Open Space: Bach was Handsome Once
November 14, 2020 8:00PM EST
Presented in partnership with Lincoln Friends of Chamber Music
Miles Hoffman takes a New Look at the Man and his Music – and performs the Suite in C Major for solo viola
When people discuss the music of Bach, words like “God” and “transcendence” tend to figure in the discussion. And it’s certainly true for Bach, as literary critic Harold Bloom has said it is for Shakespeare, that the only legitimate approach is to “begin by standing in awe. ...Wonder, gratitude, shock, amazement are the accurate responses.”

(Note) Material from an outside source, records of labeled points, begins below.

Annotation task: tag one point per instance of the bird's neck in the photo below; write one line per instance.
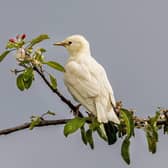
(79, 53)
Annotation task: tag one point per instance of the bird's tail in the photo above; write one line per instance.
(110, 130)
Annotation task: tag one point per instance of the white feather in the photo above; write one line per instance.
(87, 81)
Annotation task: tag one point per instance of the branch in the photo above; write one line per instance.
(65, 100)
(138, 124)
(27, 124)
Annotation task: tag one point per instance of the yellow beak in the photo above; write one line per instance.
(62, 43)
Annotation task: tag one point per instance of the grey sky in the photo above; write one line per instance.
(129, 38)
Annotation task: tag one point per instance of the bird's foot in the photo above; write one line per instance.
(118, 107)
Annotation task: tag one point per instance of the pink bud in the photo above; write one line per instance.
(18, 36)
(12, 40)
(23, 36)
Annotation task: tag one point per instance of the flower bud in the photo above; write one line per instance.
(23, 36)
(12, 40)
(20, 54)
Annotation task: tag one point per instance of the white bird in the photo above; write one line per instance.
(87, 81)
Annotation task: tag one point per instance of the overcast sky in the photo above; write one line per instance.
(129, 38)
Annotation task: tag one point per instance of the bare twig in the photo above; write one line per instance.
(27, 124)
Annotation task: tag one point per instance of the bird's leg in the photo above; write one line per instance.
(91, 116)
(118, 107)
(76, 112)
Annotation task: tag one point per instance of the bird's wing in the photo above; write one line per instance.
(82, 85)
(79, 78)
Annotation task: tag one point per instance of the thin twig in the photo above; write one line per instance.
(65, 100)
(27, 124)
(61, 122)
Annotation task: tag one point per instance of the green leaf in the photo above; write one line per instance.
(89, 138)
(111, 132)
(151, 130)
(4, 54)
(101, 132)
(125, 150)
(53, 81)
(35, 121)
(38, 39)
(55, 65)
(83, 135)
(20, 82)
(73, 125)
(127, 116)
(28, 74)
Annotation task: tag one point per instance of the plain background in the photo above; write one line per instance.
(129, 38)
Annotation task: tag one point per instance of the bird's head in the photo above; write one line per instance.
(75, 44)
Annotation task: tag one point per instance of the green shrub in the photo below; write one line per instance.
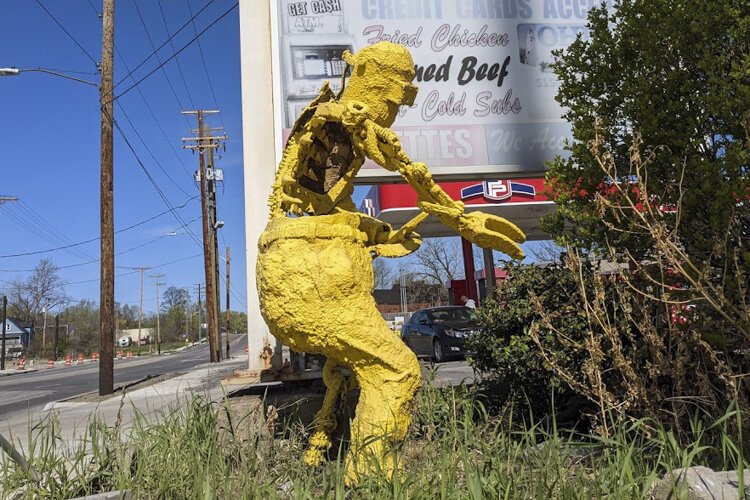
(507, 358)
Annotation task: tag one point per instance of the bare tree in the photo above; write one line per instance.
(384, 274)
(44, 289)
(547, 251)
(438, 261)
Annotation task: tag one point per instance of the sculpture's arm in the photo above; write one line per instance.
(383, 146)
(287, 193)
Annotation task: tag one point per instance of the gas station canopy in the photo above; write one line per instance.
(520, 201)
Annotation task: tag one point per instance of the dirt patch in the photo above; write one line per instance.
(94, 397)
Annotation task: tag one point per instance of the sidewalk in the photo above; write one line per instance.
(149, 403)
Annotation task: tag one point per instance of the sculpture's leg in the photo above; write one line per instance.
(325, 419)
(389, 377)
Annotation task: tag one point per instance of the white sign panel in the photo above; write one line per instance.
(486, 104)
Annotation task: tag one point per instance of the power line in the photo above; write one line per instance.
(158, 59)
(177, 59)
(67, 32)
(137, 270)
(163, 44)
(37, 252)
(51, 228)
(154, 240)
(153, 115)
(145, 102)
(158, 164)
(154, 184)
(33, 228)
(205, 67)
(177, 52)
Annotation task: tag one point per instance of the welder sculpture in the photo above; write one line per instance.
(314, 271)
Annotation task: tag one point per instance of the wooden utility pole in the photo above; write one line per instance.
(2, 343)
(229, 312)
(200, 306)
(489, 275)
(4, 199)
(57, 329)
(107, 284)
(203, 142)
(158, 282)
(214, 231)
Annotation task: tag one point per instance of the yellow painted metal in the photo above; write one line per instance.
(314, 270)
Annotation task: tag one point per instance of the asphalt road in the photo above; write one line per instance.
(29, 392)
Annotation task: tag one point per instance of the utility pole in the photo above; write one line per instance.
(140, 309)
(489, 275)
(107, 270)
(187, 315)
(4, 199)
(44, 331)
(57, 328)
(158, 283)
(203, 142)
(2, 345)
(229, 312)
(214, 175)
(200, 306)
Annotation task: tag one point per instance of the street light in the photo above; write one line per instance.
(106, 195)
(17, 71)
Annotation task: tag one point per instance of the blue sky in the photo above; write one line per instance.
(50, 138)
(49, 133)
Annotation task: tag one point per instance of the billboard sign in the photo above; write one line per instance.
(486, 104)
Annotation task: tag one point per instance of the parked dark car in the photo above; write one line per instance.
(440, 332)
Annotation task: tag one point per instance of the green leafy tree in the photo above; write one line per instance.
(675, 75)
(659, 102)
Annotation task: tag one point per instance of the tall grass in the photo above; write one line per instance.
(455, 450)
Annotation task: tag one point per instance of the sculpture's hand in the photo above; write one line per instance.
(485, 230)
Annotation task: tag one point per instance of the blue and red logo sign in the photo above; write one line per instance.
(497, 190)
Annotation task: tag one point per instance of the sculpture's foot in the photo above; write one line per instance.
(375, 460)
(383, 416)
(315, 453)
(325, 419)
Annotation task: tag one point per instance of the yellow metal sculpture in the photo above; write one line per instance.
(314, 271)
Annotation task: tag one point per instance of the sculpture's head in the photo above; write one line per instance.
(381, 78)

The only problem with this approach is that we tend to forget that Bach was a human being. And the key to understanding the greatness of Bach is to recognize that what propels his music, what infuses every note, is his very human passion. To many people, though, it never occurs that Bach was a passionate man. And why not? Because of one portrait. The only authenticated portrait of Bach shows him as an old man – serious, solemn, even severe; the “old master” who played the organ and taught counterpoint to generations of children at the St. Thomas Church in Leipzig. Looking at this portrait, it’s not hard to imagine that Bach was great, but it is hard to imagine that he was ever young. Or slim. Or good-looking. But he was all those things. And more. Many of the works we know and love, including most of his great instrumental works, Bach wrote in his twenties and thirties. Bach in his twenties? It seems hard to imagine. And yet we have another portrait, much less well known and, alas, not authenticated. But it will do. Staring out from this portrait is a young Bach, a handsome Bach, a dashing, intense man. And it can serve as a key, a starting point for understanding both the man and the music.